PRE: A Peer Review Based Large Language Model Evaluator
Zhumin Chu, Qingyao Ai, Yiteng Tu, Haitao Li, Yiqun Liu
TL;DR
This work introduces PRE, a peer-review-inspired framework for automatic evaluation of large language models that mitigates cost, generalizability, and bias issues common to human- or model-based evaluators. PRE comprises a qualification exam to select reliable reviewer LLMs, a peer review module where these reviewers rate or compare evaluatee outputs, and a chair-style weighted aggregation to produce final rankings. Empirical results on XSum and NF-CATS demonstrate that PRE achieves higher agreement with human judgments than baselines, while revealing biases present when relying on a single evaluator; PRE also shows robustness to parameter changes and potential for unsupervised qualification methods. The framework is generalizable, cost-efficient, and capable of reducing evaluator bias, making it practical for scalable, long-term LLM assessment across tasks.
Abstract
The impressive performance of large language models (LLMs) has attracted considerable attention from the academic and industrial communities. Besides how to construct and train LLMs, how to effectively evaluate and compare the capacity of LLMs has also been well recognized as an important yet difficult problem. Existing paradigms rely on either human annotators or model-based evaluators to evaluate the performance of LLMs on different tasks. However, these paradigms often suffer from high cost, low generalizability, and inherited biases in practice, which make them incapable of supporting the sustainable development of LLMs in long term. In order to address these issues, inspired by the peer review systems widely used in academic publication process, we propose a novel framework that can automatically evaluate LLMs through a peer-review process. Specifically, for the evaluation of a specific task, we first construct a small qualification exam to select "reviewers" from a couple of powerful LLMs.

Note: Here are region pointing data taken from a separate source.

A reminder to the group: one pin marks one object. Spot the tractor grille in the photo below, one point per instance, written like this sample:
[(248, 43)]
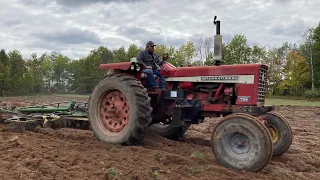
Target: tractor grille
[(262, 85)]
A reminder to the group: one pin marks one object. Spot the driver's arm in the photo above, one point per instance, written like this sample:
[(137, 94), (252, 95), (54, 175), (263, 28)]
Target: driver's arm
[(141, 58)]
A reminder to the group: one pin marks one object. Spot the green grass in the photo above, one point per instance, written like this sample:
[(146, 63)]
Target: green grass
[(292, 102)]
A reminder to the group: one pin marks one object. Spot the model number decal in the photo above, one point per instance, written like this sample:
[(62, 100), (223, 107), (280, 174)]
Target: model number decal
[(244, 98), (211, 78)]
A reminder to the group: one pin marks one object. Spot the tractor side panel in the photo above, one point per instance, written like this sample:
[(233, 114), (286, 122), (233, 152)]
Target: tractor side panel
[(246, 94)]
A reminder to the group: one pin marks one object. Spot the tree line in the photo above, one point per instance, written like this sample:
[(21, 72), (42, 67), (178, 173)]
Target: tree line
[(294, 68)]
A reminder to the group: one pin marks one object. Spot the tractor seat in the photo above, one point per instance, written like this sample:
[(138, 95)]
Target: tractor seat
[(144, 75)]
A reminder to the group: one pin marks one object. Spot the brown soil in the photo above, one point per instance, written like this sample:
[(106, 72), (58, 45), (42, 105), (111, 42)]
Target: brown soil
[(77, 154)]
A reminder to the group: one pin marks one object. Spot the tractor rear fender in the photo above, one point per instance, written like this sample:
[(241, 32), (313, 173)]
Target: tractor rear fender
[(132, 68), (119, 66)]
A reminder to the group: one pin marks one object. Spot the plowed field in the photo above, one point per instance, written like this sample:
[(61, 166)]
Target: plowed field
[(77, 154)]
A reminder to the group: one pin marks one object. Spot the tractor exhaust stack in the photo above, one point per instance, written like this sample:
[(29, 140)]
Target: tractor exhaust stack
[(217, 54)]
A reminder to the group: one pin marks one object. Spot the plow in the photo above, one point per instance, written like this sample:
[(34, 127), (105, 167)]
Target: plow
[(121, 109), (68, 114)]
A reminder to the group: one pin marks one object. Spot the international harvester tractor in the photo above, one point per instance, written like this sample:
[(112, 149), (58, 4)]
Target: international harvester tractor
[(247, 135)]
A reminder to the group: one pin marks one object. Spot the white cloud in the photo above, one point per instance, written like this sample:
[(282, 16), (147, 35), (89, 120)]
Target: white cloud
[(75, 27)]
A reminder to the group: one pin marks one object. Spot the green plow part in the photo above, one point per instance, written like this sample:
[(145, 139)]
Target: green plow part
[(73, 115)]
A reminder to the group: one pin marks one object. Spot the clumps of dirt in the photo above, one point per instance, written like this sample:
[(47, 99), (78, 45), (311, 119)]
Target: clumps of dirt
[(78, 154)]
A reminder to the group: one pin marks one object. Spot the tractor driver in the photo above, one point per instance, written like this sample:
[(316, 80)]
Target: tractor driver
[(148, 58)]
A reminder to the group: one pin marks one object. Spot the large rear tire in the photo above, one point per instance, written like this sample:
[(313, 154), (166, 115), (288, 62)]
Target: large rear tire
[(120, 110), (281, 132), (241, 142)]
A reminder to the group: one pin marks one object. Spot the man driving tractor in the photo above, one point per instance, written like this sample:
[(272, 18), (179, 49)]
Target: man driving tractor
[(152, 62)]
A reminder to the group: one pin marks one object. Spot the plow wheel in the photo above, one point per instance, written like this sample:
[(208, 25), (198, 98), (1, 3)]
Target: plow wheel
[(281, 132), (241, 142), (119, 110)]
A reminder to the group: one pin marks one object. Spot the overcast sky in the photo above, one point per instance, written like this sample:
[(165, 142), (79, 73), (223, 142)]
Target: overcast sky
[(74, 27)]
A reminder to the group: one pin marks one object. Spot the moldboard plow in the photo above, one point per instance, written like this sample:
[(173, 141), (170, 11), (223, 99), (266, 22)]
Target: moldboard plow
[(68, 114)]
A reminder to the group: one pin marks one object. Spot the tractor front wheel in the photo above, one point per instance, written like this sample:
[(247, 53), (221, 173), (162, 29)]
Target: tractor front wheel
[(120, 110), (280, 130), (241, 142)]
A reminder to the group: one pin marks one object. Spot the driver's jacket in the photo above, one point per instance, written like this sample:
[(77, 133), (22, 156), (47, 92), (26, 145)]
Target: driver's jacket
[(147, 59)]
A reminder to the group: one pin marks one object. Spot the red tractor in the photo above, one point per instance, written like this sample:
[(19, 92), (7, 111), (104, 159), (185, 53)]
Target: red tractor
[(248, 135)]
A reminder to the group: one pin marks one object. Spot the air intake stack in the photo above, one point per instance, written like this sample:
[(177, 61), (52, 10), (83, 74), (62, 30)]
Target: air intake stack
[(217, 54)]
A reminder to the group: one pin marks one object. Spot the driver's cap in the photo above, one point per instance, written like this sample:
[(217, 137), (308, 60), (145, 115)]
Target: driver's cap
[(150, 43)]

Then, to actually evaluate the "submissions" written by different candidate LLMs, i.e., the evaluatees, we use the reviewer LLMs to rate or compare the submissions. The final ranking of evaluatee LLMs is generated based on the results provided by all reviewers. We conducted extensive experiments on text summarization tasks with eleven LLMs including GPT-4. The results demonstrate the existence of biasness when evaluating using a single LLM. Also, our PRE model outperforms all the baselines, illustrating the effectiveness of the peer review mechanism.